Word on the street is that the name Motel is meant to mirror the "hotels" on the other side of the Dufferin tracks - the Gladstone and the Drake. And it's apt enough, I guess, with its similar, if pared-down, approach to design yet relatively tiny size.
Still new enough that you can find a place to sit after 11pm, this quiet little hole in the wall will soon start drawing its own traffic, if only for the $4 pints of U.S. hipster favourite, Pabst Blue Ribbon. The black tables and chairs seem perfectly practical for sitting at, but at least
two people whispered to me, "These are from IKEA," which tells you something either about the bar or the company I keep.

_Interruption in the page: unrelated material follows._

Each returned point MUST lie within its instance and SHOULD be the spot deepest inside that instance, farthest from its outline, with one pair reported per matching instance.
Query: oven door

If it's not Pabst, it's Okanagan Springs Pale Ale. Draft options may be slight, but there's enough of all the standard liquors to mix up a wide selection of cocktails. Music is a nostalgic mix of '80s and '90s hits on an enticing, illuminated jukebox - the main source of light in the room - and whatever the DJ/bartender is spinning on the laptop. A few hefty antique paintings adorn the otherwise plain walls.
Although darkly-lit and intimately small, the bar's patrons seem to be predominantly made up of people for whom the '80s and '90s were a stark reality and not a babyhood memory to be revived with irony, but I have a feeling that will soon change as the kids continue to make their way west.
There's no food, no mixologists, no hipsters (yet) and no bullshit. Go in, sit down, have a Pabst and just relax already. Motel opens at 9pm every day.